Tunisia 'cuts off water supply at night' amid severe drought

Officials have previously said move could help to reduce consumption in summer

An employee at the Sidi Salem dam looks at the receding water level in the reservoir. Years of drought across North Africa has left the dam critically low. AFP
Powered by automated translation

Tunisian authorities have begun cutting off drinking water at night in parts of the capital and other cities, residents said, in what appears to be a bid to reduce consumption amid a severe drought.

Critics say the move threatens to add to social tension in a country whose people suffer from poor public services, high inflation and a weak economy.

Officials of the water distribution company contacted by Reuters declined to comment, but there were reports that supplies had been interrupted without prior announcement in Tunis, Hammamet, Sousse, Monastir and Sfax.

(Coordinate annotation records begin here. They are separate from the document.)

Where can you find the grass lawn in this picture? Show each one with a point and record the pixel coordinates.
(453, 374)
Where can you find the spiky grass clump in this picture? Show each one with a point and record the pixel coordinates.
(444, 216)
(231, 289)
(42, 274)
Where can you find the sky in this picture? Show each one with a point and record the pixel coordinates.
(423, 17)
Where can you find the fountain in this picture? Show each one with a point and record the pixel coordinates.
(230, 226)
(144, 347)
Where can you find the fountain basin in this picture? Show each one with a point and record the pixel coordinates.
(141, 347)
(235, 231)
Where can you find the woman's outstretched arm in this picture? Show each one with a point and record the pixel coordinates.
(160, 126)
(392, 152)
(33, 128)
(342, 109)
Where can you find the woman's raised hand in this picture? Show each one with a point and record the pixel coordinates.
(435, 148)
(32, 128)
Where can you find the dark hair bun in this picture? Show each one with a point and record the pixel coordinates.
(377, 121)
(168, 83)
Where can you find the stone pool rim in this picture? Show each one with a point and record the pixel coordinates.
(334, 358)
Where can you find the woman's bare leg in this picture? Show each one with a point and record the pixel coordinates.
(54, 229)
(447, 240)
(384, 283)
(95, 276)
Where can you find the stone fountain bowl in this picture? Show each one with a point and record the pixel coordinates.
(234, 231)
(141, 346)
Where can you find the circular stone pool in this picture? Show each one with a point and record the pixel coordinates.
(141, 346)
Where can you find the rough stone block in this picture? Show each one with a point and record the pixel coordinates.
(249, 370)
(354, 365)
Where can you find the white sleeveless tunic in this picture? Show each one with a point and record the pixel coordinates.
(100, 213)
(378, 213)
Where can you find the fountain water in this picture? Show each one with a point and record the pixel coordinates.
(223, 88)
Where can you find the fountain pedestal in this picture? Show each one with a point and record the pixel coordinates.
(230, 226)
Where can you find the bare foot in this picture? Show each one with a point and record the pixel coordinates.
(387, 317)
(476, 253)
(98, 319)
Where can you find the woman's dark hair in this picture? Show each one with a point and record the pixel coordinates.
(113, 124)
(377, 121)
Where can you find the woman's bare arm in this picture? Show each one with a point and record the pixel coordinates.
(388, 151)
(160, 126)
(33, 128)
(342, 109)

Tunisia is suffering a serious drought. Officials have said they may begin to cut off water supply at night over the summer to reduce consumption due to the scarcity of reserves in the country.

The continued lack of rain, however, appears to have led authorities to take action earlier in some places.

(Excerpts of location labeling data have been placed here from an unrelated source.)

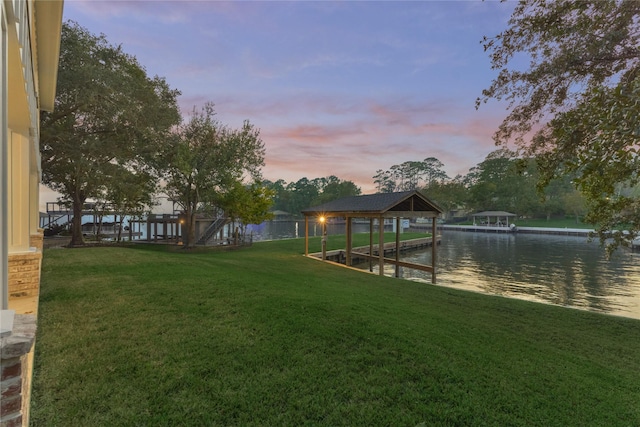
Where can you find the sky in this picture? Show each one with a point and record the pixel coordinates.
(340, 88)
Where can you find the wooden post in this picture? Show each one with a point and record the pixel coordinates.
(433, 250)
(349, 241)
(397, 246)
(370, 243)
(381, 246)
(306, 235)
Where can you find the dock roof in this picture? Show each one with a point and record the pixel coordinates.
(410, 204)
(494, 213)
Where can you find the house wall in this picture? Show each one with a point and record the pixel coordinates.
(29, 50)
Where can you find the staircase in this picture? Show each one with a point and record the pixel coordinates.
(212, 230)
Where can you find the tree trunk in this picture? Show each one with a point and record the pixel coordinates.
(119, 223)
(190, 224)
(76, 224)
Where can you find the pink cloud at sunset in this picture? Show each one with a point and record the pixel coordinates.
(337, 88)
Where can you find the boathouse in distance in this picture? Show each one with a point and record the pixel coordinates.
(408, 204)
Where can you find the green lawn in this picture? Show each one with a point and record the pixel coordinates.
(147, 336)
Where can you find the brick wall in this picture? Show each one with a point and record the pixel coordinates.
(14, 351)
(24, 274)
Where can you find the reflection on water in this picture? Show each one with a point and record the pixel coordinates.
(563, 270)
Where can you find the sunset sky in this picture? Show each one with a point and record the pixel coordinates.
(337, 87)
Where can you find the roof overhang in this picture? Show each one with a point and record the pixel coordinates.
(48, 31)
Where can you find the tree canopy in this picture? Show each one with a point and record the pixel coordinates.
(109, 117)
(206, 158)
(575, 107)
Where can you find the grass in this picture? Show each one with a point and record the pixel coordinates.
(263, 336)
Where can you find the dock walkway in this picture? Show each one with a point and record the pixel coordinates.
(361, 253)
(585, 232)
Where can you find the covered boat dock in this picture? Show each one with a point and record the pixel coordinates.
(408, 204)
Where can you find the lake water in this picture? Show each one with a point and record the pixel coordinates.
(562, 270)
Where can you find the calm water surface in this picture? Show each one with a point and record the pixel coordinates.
(563, 270)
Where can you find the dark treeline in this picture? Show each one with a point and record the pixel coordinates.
(501, 182)
(296, 196)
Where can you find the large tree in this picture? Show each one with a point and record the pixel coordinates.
(109, 115)
(575, 106)
(204, 159)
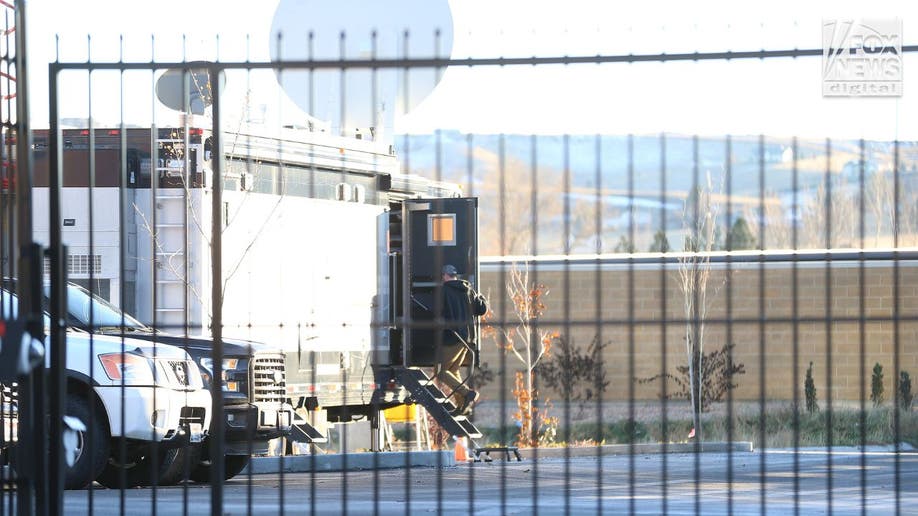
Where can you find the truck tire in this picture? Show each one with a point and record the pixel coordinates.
(232, 466)
(86, 468)
(172, 466)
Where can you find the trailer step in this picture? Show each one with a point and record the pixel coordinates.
(425, 393)
(303, 432)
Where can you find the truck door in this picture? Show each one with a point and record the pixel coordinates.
(436, 232)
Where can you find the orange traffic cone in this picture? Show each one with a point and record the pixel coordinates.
(459, 452)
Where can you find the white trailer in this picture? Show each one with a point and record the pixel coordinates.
(306, 262)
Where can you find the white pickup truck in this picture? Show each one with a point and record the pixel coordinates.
(139, 401)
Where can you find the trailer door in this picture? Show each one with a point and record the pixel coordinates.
(436, 232)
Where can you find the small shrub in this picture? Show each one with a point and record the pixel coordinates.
(577, 374)
(876, 385)
(905, 391)
(717, 373)
(809, 390)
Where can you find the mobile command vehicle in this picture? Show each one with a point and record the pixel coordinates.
(330, 255)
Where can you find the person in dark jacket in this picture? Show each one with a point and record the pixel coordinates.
(461, 303)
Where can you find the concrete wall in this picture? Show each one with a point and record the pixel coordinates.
(750, 304)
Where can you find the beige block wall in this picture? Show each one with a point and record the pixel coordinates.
(780, 317)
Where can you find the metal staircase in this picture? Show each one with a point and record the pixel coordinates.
(424, 392)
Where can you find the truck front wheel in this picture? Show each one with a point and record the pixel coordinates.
(92, 445)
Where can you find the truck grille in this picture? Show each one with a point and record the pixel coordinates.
(269, 378)
(180, 370)
(180, 373)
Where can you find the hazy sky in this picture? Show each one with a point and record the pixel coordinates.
(775, 97)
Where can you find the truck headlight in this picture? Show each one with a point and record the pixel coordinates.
(229, 375)
(127, 367)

Yassin Mami, an MP, said officials from the national water company informed him that the reason for the frequent interruption of water supply in Hammamet city was “because the country is threatened by water scarcity”.

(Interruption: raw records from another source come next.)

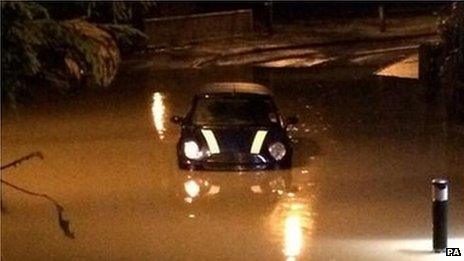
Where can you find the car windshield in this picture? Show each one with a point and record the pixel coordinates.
(234, 111)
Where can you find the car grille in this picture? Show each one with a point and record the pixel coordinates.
(237, 158)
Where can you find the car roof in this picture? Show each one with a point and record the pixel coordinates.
(234, 88)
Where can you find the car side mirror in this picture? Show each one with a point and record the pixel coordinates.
(292, 120)
(177, 119)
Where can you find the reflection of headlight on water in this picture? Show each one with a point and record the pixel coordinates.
(293, 236)
(158, 111)
(277, 150)
(192, 188)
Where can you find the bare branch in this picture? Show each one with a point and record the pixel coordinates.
(63, 223)
(36, 154)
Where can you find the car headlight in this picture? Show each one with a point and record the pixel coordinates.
(192, 188)
(192, 151)
(277, 150)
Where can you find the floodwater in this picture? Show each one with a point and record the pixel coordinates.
(366, 149)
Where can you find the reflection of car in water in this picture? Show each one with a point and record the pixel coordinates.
(233, 126)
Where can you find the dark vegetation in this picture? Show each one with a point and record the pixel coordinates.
(60, 46)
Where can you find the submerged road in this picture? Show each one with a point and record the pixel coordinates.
(366, 149)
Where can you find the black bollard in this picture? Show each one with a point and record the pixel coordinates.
(440, 214)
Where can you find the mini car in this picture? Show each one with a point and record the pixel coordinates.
(234, 126)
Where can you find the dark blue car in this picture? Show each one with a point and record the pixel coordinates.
(234, 126)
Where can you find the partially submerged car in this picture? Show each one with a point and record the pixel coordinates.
(234, 126)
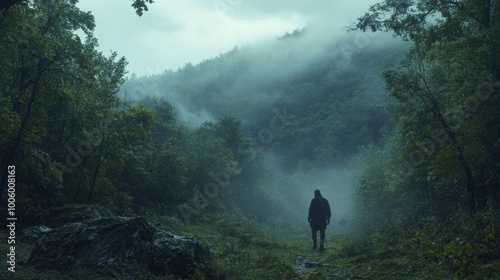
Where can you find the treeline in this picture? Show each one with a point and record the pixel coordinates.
(435, 185)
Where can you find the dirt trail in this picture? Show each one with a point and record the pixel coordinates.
(308, 263)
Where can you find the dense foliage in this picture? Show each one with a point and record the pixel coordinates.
(244, 138)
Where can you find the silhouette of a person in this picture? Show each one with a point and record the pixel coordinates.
(319, 218)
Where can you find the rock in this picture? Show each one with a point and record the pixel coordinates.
(33, 234)
(122, 244)
(75, 213)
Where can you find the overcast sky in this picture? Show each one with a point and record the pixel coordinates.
(175, 32)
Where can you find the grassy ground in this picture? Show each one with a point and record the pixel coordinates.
(243, 250)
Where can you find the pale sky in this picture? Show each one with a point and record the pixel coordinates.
(175, 32)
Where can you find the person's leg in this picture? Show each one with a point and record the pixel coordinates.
(315, 237)
(322, 239)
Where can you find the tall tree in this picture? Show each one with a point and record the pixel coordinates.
(443, 83)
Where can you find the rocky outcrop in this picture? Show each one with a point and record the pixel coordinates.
(123, 244)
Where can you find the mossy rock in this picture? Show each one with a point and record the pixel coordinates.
(72, 213)
(123, 244)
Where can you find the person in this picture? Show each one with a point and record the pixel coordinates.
(319, 218)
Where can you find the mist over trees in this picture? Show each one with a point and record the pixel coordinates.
(400, 134)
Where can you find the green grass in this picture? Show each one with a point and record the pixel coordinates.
(244, 249)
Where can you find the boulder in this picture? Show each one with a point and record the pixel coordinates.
(122, 244)
(33, 234)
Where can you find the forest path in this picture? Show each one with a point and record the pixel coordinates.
(316, 264)
(307, 263)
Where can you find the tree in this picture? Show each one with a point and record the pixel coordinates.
(450, 72)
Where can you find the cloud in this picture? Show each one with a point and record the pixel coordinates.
(175, 32)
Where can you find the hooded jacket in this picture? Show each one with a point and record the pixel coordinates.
(319, 211)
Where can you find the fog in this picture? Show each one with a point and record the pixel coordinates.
(253, 81)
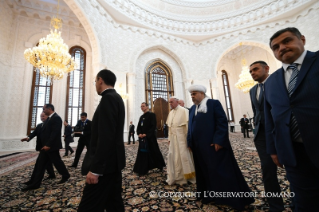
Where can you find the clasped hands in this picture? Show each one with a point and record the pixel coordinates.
(142, 135)
(217, 147)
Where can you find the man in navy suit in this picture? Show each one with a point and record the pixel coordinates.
(105, 159)
(259, 72)
(51, 144)
(67, 138)
(131, 133)
(37, 132)
(292, 114)
(84, 124)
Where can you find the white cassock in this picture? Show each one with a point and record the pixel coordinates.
(180, 164)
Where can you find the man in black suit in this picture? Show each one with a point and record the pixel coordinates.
(131, 133)
(67, 138)
(52, 143)
(292, 114)
(84, 125)
(106, 156)
(244, 123)
(259, 71)
(37, 132)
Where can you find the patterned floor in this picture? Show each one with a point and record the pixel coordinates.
(136, 190)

Tunisian dams recorded a decrease in capacity of around 1 billion cubic metres owing to scarcity of rain from September 2022 to mid-March 2023, said Hamadi Habib, a senior official in the Agriculture Ministry.

The level of the Sidi Salem Dam in the north of the country, a main provider of drinking water to several regions, has fallen to only 16 per cent of its maximum capacity of 580 million cubic metres, official figures showed.